Il était donc question de comprendre, dans un premier temps, comment mon client démarchait en situation réelle avant de proposer la moindre solution d’amélioration. Note : l’approche dans ce type de vente est similaire à celle du « porte à porte ». Par chance ou malheur, à choisir selon son tempérament, le 1ercas fut concret et riche d’enseignements. Je pus observer que mon client, s’il salua son prospect, n’indiqua nullement l’objet de sa visite. Pour cause d’ouverture, la boutique de ce commerçant était en travaux. En aparté, mon client m’indiqua que c’est souvent là une belle opportunité de vente. Sauf que l’échange, de mon point de vue, ressembla davantage à un interrogatoire. Mon client enchaîna les questions l’une après l’autre. À son attitude, le commerçant n’était pas à l’aise. Cela pouvait se comprendre : il ne savait pas qui nous étions ! Ce n’est qu’à la fin de « l’entretien », que mon client, proposant un rendez-vous afin de présenter en détail sa gamme, pensa à s’identifier. La suite, on l’imagine : j’indiquai à ce dernier que cette approche était à bannir.

Meilleur qu’un accord de paix : se dire bonjour

Tendre la main pour indiquer que l’on vient sans arme

Dire bonjour, se présenter, indiquer l’objet de l’entretien, du B.A.BA mais combien de fois ai-je pu observer que le minimum syndical n’était pas respecté. Et ce n’est pas neutre. Selon certains historiens, l’origine de la poignée de main était un signe de paix. 90% de la population était droitière. Serrer de la main droite instaurait donc un climat de confiance puisque la même main était utilisée par les hommes pour tenir une arme…




Rater son entrée c’est accélérer sa sortie

Mauvaise prospection
Approche musclée sur Shapr

Parfois, on a beau respecter tout ce qui est dit plus haut, cela ne suffit pas pour réussir son premier contact. À ce propos, je vous laisse juger, via la capture-écran ci-contre, de la technique de « chasse » dont je fus l’objet sur Shapr. Note : cette application, pour ceux et celles qui ne connaissent pas est aux professionnels ce que Tinder est aux célibataires : une application de rencontres. Je ne sais pas pour vous mais moi cela ne m’a pas donné envie de continuer.
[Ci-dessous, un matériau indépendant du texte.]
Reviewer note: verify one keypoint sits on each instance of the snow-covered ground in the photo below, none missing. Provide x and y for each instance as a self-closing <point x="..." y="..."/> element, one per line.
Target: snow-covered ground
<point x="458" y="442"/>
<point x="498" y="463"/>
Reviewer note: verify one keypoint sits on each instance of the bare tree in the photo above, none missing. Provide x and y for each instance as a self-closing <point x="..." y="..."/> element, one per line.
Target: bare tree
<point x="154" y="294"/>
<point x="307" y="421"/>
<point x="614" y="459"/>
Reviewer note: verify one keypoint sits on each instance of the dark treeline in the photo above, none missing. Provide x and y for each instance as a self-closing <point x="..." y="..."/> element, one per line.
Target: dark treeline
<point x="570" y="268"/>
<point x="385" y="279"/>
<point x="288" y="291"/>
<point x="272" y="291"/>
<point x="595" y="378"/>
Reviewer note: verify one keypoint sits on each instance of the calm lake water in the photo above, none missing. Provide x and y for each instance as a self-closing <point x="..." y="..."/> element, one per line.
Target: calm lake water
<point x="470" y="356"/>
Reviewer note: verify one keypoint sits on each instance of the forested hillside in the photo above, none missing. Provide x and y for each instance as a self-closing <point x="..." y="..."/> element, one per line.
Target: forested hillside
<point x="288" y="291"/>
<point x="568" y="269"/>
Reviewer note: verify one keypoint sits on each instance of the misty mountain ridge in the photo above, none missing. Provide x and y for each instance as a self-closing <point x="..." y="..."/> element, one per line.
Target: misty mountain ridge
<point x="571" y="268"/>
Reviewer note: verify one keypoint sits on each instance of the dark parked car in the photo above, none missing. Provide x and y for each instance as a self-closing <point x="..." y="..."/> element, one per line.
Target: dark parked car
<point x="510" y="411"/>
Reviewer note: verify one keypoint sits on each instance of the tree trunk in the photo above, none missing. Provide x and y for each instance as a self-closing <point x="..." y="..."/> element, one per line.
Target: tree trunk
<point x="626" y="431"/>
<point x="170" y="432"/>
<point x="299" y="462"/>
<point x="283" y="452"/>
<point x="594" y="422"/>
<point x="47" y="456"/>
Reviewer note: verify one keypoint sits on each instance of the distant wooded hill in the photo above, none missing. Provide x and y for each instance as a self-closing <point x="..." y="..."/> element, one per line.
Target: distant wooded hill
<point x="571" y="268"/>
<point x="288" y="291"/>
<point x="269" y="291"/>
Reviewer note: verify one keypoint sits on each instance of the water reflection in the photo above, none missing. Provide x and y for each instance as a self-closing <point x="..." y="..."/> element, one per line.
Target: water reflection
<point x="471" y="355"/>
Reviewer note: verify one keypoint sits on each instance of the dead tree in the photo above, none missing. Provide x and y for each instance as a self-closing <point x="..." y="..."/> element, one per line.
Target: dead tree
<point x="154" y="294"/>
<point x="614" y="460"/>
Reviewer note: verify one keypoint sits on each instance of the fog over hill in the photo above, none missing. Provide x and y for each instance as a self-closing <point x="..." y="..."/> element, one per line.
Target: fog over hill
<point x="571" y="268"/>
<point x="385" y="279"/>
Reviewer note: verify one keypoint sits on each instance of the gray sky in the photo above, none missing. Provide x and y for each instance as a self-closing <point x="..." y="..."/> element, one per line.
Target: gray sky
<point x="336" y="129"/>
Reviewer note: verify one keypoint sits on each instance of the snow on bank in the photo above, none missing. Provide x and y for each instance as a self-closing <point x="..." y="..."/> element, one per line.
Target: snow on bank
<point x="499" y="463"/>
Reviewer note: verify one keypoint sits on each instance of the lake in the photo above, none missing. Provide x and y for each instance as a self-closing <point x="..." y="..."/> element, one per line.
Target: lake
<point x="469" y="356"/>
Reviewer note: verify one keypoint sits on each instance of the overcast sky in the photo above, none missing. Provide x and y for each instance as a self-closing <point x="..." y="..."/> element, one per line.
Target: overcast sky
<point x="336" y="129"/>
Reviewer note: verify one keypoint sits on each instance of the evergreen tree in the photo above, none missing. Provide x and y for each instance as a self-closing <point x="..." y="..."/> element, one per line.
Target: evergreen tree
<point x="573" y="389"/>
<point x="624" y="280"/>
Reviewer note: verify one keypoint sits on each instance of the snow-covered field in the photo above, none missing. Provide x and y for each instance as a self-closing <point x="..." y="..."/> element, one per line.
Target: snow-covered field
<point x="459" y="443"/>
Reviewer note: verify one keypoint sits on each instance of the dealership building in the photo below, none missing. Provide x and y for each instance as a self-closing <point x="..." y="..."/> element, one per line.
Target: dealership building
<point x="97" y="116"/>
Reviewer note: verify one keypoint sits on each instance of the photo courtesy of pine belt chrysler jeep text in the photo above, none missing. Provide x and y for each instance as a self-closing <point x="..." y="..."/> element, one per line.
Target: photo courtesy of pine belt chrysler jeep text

Le 1er contact est un moment délicat. D’une importance vitale même. Il n’est pas à négliger car vous entamez de manière très forte le process commercial. En effet, il est la première occasion, parfois unique, de créer du lien. Pour cela, il faut échanger vraiment. C’est-à-dire s’intéresser à l’autre. Comprendre ses enjeux. En retour, vous bénéficiez ensuite d’une légitimité (ou pas) à lui apporter une solution grâce vos services ou produits.